On my way to Lille I stopped at Liege and checked out the Grand Curtius museum. It is actually several museums in one – but, as is usual, it was undergoing renovations while I was there and the arms & armour collection (it’s near Herstal, of FN/Fabrique Nationale fame) was mostly not on display in the one spot, or even at all. Still, a chunk of it was …
A Mitrailleuse, one of the precursors of the true machinegun and, like early MGs, treated as artillery. You can clearly see the multiple barrels at the muzzle. A european version of the Gatling type ‘machine gun’ … also treated as artillery. FN-2000 in the centre … ring any bells, Adrian?P90 SMG so beloved of Stargate SG-1 teams, just above the FN-2000.WW1 Bergmann MP-18, the one with the Luger snail drum magazine rather than the post-war MP-28 which had a more practical ‘stick’ magazine.German FG-42, a failed attempt at the ‘assault rifle’ concept. Fired a full size 7.92 mm cartridge rather than the 7.92 ‘kurz’ used by the later Sturmgewehr series.Sorry about the fuzzy picture … crappy lighting … but the centre rifle is a Karabiner 43 automatic Rifle. Not an assault rifle, but a step in the same direction … more so than the FG-42 which was overly complex and too heavy.Lewis LMG with the horrible pan magazine.They also had an impressive selection of period furniture and clocks … including this one, which, IIRC, was 2nd Empire … possibly Napoleonic.There was also the usual selection of religious-y things, including this elaborate gold (or silver-gilt) tryptych. Not medieval, though.
Mons
The Mons city museum covered WW1 and WW2 overall and as it affected the local area.
A ‘French’ 75 mm cannon.Different types of WW1 gas masks.
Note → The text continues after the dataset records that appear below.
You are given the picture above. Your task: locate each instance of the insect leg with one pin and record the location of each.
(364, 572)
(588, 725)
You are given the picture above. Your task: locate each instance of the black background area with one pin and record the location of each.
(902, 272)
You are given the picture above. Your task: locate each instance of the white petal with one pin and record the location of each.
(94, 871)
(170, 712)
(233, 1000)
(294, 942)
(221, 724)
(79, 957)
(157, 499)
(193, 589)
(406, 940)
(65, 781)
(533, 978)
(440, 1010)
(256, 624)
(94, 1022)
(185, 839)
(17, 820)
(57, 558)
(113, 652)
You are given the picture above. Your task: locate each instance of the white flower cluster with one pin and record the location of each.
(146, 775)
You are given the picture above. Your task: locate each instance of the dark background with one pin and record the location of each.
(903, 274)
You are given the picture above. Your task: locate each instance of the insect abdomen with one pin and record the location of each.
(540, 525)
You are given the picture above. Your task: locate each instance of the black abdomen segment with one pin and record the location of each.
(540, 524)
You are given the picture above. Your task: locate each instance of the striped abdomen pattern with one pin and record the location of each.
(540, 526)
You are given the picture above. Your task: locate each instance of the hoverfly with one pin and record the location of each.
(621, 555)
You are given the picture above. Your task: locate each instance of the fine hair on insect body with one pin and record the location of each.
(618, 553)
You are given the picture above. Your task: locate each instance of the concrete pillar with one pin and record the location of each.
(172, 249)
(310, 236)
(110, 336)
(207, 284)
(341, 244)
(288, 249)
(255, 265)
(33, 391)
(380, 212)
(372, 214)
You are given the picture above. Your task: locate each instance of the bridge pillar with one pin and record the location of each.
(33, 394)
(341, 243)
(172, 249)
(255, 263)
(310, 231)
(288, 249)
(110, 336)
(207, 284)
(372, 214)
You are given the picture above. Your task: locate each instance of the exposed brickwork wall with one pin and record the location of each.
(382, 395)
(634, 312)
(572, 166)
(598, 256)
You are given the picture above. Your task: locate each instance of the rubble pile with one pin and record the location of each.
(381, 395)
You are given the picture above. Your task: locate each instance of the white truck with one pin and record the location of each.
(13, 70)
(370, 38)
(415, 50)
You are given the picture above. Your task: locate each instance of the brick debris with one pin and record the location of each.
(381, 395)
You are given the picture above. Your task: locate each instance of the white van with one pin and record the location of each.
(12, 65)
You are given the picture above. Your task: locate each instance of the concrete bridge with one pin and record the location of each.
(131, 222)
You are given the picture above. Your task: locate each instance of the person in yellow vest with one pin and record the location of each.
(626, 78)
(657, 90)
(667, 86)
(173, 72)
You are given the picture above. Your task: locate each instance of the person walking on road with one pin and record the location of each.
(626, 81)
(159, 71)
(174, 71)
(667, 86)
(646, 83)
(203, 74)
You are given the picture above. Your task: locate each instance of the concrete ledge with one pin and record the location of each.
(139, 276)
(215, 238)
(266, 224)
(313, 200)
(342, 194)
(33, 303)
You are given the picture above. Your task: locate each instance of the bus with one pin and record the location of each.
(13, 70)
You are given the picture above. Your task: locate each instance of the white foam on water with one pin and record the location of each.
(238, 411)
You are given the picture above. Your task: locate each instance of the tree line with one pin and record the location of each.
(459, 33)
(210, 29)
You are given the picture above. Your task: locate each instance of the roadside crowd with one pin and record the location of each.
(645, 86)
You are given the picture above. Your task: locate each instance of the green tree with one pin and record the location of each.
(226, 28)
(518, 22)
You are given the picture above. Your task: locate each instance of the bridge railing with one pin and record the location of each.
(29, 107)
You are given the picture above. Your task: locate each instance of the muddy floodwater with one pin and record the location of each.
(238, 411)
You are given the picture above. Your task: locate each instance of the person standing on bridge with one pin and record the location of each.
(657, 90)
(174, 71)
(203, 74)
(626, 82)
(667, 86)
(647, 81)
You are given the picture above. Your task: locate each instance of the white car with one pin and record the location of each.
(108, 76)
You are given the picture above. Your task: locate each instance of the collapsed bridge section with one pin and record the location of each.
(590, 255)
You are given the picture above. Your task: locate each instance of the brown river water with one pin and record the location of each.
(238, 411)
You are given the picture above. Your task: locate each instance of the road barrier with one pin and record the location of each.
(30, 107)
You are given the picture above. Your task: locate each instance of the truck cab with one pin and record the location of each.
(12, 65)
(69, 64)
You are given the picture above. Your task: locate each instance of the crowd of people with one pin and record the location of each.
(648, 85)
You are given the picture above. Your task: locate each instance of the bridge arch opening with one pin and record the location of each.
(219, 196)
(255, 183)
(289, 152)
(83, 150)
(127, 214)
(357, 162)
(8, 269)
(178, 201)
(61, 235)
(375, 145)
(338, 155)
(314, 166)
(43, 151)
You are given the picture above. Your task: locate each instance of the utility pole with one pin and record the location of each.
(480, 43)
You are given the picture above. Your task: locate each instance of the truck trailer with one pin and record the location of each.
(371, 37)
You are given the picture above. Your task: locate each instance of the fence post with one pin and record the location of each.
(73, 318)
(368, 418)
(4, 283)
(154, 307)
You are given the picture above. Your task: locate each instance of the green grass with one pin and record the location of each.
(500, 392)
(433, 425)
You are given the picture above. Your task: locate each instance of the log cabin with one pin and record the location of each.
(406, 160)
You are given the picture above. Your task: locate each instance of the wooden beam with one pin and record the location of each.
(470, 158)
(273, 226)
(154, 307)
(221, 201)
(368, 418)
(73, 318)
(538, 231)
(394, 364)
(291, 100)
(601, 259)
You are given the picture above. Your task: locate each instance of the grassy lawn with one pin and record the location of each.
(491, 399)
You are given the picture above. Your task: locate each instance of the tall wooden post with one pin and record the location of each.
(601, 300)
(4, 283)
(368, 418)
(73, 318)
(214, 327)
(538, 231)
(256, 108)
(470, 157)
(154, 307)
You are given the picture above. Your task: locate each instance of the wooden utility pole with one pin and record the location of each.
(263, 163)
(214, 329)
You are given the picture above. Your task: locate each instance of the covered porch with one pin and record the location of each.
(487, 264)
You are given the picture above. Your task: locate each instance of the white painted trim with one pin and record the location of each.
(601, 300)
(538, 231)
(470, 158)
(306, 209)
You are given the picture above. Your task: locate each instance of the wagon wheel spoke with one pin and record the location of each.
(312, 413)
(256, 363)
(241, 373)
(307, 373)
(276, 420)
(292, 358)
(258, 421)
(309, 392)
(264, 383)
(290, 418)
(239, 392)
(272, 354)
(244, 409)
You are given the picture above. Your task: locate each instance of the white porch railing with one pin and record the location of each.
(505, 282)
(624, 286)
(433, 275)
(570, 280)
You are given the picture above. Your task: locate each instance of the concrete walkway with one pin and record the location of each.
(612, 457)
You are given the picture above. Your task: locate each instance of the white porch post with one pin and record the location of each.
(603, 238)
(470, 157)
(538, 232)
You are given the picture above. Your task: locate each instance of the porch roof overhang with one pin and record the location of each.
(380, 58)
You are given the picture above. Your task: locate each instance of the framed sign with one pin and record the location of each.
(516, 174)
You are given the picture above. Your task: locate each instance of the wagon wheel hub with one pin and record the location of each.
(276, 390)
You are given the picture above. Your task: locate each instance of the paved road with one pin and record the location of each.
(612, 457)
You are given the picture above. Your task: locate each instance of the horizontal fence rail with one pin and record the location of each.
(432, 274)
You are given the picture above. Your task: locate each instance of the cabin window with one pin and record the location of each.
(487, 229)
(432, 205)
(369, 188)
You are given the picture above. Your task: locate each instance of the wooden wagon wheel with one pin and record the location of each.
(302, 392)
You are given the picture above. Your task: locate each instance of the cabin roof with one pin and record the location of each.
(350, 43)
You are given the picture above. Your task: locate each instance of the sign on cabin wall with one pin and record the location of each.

As usual, piss poor lighting and badly placed glass cases made most of the displays unphotographeable … but the museum was actually quite good despite all that.
Ypres
There are a lot of WW1 museums and memorials in the area … wonder why?
The famous Menin Gate. A replacement of the original medieval one destroyed in WW2 … built by the Imperial War Graves commission to list the names of all those MIA … but someone didn’t do their sums properly and … there wasn’t enough space. So the Canadians and some others are listed elsewhere. As new bodies are discovered and (occasionally) identified their names are removed from here as they will now have an actual marked grave. One of the two Lions, one on either side of the gate. These aren’t the originals – Menin/Belgium gave them to Australia as a ‘thank you’ for our part in WW1 … but we had exact copies made and re-gifted them to Menin in 2017.
Passchendaele Museum
This small but excellently presented museum is at Passchendaele – unfortunately most of the displays are, you guessed it, behind glass, poorly lit and almost impossible to photograph.
However, the basement has a reconstruction of a Trench Bunker system and this leads ourtside to the reconstruction of a section of German and of British trenches … but, again, the lighting in the Bunker was piss poor and only the trench sections were possible to take decent photos of!
A section of reconstructed trench – the use of wickerwork to reinforce the sides is indicative of German works (they were running out of raw materials of all sorts by the end of the war) and you can see the shelter in the rear, probably for ammo storage for a trench mortar or the like … Better quality work indicates this was a British or Allied trench … and, of you look carefully, you’ll note that the trench proper isn’t all that deep … it only goes up to the sandbag level. This sort of arrangement was used where trenches couldn’t be dug deep enough, sometimes because of underlaying rock, but more often because the ground was too waterlogged … as was all to common at the end of the trench lines in Belgium.A more conventional section of allied trench … note the duckboards at the left edge, designed to try and keep the solders’ feet out of water, and usually failing to do so, especially after any sort of rain. Also note the ‘zig-zag’ arrangement designed to limit the damage radius of any grenades lobbed in … and make it impossible for a raiding party to fire down more than a a dozen feet or so if they managed to take a section of the trench … turning any corner and they could be in the line of fire of waiting defenders.Inside of one of the prefab shelters for ammo.